Une nouvelle étape sans doute importante vient d’être franchie dans la compréhension des bénéfices de certains polyphénols. On sait que cette famille de molécules organiques largement présentes dans le règne végétal (et caractérisées par la présence de plusieurs groupements phénoliques) peut présenter des propriétés antioxydantes qui font qu’elles prennent une importance croissante dans le domaine alimentaire et dans la prévention d’affections de nature très différente.

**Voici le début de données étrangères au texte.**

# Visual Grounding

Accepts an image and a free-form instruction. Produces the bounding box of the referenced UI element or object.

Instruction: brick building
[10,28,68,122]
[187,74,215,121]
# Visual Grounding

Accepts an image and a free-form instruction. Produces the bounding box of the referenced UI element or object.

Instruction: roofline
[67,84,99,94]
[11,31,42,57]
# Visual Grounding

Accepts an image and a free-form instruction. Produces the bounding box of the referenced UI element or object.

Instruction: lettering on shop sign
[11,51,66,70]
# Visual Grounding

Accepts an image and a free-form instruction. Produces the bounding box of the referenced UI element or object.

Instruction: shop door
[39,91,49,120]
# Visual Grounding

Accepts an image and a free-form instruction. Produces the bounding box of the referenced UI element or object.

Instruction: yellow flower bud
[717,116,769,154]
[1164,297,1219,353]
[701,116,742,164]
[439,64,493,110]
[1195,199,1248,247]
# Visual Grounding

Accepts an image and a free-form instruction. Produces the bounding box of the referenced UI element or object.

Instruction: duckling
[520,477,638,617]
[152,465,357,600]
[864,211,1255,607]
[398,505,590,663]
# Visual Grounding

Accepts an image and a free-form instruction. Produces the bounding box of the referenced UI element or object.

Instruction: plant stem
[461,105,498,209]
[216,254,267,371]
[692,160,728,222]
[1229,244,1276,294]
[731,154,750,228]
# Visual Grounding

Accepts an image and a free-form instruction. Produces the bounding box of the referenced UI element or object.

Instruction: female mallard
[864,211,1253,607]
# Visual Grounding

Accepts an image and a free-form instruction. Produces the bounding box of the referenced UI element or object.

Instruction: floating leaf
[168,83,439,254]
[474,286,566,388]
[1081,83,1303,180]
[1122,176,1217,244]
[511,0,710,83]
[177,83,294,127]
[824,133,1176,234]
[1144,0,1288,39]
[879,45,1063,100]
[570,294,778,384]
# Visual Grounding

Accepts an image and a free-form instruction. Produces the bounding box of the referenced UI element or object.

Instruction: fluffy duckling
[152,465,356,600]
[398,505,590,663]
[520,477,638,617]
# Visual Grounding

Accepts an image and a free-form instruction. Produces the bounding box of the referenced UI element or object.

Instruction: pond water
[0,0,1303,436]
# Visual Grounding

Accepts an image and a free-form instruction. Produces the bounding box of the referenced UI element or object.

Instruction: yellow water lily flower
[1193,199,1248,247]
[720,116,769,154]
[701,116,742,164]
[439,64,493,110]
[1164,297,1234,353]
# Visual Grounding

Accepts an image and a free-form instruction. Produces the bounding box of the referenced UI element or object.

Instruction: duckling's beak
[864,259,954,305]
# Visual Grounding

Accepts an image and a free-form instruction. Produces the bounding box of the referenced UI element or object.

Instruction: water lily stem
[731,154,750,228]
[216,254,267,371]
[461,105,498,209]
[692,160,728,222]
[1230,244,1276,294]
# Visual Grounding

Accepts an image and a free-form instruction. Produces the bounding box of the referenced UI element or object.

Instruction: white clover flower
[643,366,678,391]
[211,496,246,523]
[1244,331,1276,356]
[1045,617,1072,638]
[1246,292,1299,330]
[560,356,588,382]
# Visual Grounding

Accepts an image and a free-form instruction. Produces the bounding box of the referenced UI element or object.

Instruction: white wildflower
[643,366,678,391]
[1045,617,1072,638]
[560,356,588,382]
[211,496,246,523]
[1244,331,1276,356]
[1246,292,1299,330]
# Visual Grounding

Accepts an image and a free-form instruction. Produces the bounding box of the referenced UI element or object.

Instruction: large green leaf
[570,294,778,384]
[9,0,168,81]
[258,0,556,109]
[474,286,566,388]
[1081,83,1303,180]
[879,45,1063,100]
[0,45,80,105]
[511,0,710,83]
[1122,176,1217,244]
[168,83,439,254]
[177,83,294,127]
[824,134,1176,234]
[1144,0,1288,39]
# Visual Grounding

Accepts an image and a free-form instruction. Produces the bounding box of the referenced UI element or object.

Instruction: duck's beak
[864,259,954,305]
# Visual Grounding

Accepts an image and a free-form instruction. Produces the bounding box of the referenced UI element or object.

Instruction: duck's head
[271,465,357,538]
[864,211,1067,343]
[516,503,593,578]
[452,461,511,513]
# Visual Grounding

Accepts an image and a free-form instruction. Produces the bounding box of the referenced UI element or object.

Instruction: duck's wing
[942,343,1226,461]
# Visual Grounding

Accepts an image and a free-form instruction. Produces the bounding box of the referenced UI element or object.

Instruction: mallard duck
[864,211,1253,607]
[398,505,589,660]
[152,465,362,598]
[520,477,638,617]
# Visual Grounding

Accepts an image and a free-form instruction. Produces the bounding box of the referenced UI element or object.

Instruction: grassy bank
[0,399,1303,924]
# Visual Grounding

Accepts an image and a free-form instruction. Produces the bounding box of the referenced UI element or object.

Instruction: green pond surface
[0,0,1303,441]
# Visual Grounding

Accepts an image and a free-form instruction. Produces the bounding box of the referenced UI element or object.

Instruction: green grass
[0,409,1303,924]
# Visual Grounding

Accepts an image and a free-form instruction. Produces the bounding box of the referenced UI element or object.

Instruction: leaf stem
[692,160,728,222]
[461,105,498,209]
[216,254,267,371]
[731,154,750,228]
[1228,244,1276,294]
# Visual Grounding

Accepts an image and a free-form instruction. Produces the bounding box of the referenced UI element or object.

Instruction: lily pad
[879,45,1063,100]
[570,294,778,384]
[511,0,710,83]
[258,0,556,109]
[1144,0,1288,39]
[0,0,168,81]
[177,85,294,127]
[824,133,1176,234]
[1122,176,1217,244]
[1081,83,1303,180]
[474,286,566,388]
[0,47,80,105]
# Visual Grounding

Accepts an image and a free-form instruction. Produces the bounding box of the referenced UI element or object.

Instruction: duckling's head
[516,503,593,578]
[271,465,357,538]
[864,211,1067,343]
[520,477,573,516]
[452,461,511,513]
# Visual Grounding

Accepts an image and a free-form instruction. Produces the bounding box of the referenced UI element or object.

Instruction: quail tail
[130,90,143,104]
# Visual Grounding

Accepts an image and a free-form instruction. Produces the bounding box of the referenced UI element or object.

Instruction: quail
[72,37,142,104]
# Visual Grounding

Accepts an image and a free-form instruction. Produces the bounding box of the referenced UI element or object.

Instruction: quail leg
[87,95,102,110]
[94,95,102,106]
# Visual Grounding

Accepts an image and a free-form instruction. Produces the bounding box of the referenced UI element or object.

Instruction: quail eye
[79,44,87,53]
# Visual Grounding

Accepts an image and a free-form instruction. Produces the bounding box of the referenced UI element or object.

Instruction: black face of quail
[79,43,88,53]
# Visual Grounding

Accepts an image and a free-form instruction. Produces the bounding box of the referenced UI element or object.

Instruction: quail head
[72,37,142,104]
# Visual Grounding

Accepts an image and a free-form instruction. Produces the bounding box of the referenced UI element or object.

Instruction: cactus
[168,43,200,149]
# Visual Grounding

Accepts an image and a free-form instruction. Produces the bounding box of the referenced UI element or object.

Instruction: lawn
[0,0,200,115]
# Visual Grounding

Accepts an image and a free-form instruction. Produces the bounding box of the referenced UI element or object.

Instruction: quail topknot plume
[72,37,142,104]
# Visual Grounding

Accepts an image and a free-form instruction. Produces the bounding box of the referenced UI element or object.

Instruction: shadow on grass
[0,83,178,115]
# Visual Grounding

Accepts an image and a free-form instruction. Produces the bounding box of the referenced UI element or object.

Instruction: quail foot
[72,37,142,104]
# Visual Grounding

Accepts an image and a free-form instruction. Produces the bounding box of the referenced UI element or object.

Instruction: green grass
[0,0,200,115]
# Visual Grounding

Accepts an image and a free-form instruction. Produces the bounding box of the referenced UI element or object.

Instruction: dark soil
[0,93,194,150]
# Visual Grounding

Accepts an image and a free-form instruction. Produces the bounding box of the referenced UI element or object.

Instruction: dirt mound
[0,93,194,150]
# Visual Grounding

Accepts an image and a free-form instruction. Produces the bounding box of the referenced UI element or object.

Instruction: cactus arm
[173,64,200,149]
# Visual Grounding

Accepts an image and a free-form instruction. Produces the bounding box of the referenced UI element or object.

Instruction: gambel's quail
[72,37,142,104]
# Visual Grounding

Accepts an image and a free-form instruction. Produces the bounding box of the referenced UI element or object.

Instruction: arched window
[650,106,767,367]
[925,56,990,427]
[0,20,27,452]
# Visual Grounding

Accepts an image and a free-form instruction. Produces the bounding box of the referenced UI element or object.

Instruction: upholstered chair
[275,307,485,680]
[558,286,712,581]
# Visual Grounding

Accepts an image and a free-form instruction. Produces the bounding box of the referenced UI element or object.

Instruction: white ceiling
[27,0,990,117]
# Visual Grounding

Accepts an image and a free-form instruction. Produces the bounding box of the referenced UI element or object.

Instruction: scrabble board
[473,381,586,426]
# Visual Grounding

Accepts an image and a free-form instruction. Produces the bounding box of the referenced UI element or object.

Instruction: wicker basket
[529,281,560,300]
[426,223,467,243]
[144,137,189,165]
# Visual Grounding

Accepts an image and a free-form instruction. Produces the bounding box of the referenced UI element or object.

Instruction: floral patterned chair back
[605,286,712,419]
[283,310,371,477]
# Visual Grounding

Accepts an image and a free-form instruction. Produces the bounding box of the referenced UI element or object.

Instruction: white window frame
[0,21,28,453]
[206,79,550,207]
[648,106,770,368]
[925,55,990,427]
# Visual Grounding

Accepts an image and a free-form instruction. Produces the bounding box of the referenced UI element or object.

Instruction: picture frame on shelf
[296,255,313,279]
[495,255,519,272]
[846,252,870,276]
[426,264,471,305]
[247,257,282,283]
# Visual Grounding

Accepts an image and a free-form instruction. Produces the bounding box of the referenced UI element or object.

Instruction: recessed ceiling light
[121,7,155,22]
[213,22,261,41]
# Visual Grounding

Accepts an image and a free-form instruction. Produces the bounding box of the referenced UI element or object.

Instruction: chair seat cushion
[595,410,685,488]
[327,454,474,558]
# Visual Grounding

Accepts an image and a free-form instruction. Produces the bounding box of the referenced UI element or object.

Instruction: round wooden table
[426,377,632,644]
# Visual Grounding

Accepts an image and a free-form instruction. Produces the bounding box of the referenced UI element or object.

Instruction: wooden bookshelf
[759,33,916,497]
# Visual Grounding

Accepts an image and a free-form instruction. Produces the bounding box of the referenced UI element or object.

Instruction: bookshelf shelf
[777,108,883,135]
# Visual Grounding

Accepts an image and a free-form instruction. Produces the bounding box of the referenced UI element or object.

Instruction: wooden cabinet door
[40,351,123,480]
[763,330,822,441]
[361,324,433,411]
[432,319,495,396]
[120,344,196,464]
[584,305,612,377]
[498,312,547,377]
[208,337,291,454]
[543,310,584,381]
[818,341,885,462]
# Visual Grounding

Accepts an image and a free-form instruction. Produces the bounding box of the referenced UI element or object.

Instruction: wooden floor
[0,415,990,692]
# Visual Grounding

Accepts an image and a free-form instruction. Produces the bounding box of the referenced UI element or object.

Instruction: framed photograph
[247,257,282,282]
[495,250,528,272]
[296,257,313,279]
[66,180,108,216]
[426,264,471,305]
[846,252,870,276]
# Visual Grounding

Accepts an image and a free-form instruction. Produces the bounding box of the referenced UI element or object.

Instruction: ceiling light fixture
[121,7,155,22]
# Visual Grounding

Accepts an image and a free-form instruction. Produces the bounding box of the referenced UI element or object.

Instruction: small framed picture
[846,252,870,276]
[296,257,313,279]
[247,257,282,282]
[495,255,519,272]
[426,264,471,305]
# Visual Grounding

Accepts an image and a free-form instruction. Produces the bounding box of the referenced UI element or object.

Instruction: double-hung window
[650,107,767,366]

Différents travaux menés ces dernières années (dans le cadre de la recherche d’une explication au «french paradox») avaient conduit à identifier des polyphénols présents dans les grains de raisin (et dans les vins) comme responsables d’un effet vasodilatateur via la production de monoxyde d’azote par les cellules endothéliales. Il y a quelques mois plusieurs équipes françaises, usant de techniques de biologie moléculaire, publiaient dans PLoS one l’identification de l’un des mécanismes impliqués dans ce phénomène via l’activation du sous-type α du récepteur aux œstrogènes (ERα), par ailleurs connue pour stimuler la voie du monoxyde de carbone dans ces mêmes cellules endothéliales (Revue médicale suisse du 17 février).
Une autre clef est aujourd’hui identifiée par des chercheurs de l’université de l’Ohio et de l’Institut national français de la santé et de la recherche médicale (Inserm) respectivement dirigés par Carlo M. Croce et Norbert Latruffe (unité Inserm «lipide, nutrition, cancer», Dijon). L’objectif de ces chercheurs était d’étudier les propriétés anti-inflammatoires et anticancéreuses du resvératrol. Dans un article publié dans le numéro de septembre de la revue Carcinogenesis,1 ces chercheurs annoncent la découverte d’une nouvelle voie de signalisation montrant que ce phytophénol alimentaire bien connu (et notamment présent dans les vins rouges) module l’expression de micro-ARN impliqués dans la réponse inflammatoire et dans la genèse des processus cancéreux.
On sait que le resvératrol est un polyphénol synthétisé de façon importante dans les grains de raisin. «Sa présence dans le fruit est la résultante d’une réaction de la plante contre une infection commune due au champignon Botrytis cinerea, précise-t-on auprès de l’Inserm. Des études épidémiologiques et expérimentales ont montré que le resvératrol agissait sur l’organisme comme un agent préventif des maladies cardiovasculaires ainsi que de certains cancers. C’est l’une des molécules phares de ce que l’on a appelé le "french paradox". Toutefois, les mécanismes qui expliqueraient ces propriétés particulières ne sont pas encore élucidés.»
On ajoute plus généralement que, dans un quart des cas environ, la genèse des processus cancéreux est associée à des processus inflammatoires. Certains de ces processus sont liés aux micro-ARN, séquences non codantes de l’ARN. Selon plusieurs études, la présence de l’un de ces micro-ARN est directement impliquée dans la réponse inflammatoire et serait liée à la formation de certains cancers du sang, du sein ou du poumon. Les auteurs de la publication de Carcinogenesis montrent que le resvératrol joue un rôle important au niveau de l’inflammation en modulant l’expression de deux micro-ARN (le miR-663 et le miR-155) dans une lignée cellulaire de monocytes humains. Cette régulation entraîne une série de réactions en chaîne qui aboutit au contrôle de l’expression de gènes inflammatoires impliqués dans la production de prostaglandines ou les réponses inflammatoires aux lipopolysaccharides bactériens.
Il faut ajouter ici d’autres travaux de la même équipe, publiés dans la revue Biochemical Pharmacology2 et menés cette fois sur des cellules tumorales humaines d’origine colorectale. Les résultats obtenus suggèrent également l’implication du resvératrol dans la modulation de micro-ARN codant pour le TGF bêta, agent oncogénique bien connu.
«Nous continuons l’analyse des liens entre le resvératrol et d’autres micro-ARN précise aujourd’hui le Pr Norbert Latruffe, spécialiste de biochimie à l’université de Bourgogne. Nos travaux pourraient conduire à démontrer l’intérêt de l’emploi du resvératrol en tant qu’agent anti-inflammatoire. Si, par ailleurs, l’effet du resvératrol sur le TGF bêta se confirme, on pourrait imaginer le tester en clinique comme adjuvant de certains traitements anticancéreux. Mais la route est encore longue». Et, depuis Dijon, le Pr Latruffe d’avertir tous ceux qui seraient tentés de faire une rapide ellipse que «malgré les propriétés du resvératrol, le fait de boire des vins qui en contiennent ne permet de traiter ni les processus inflammatoires, ni les processus cancéreux».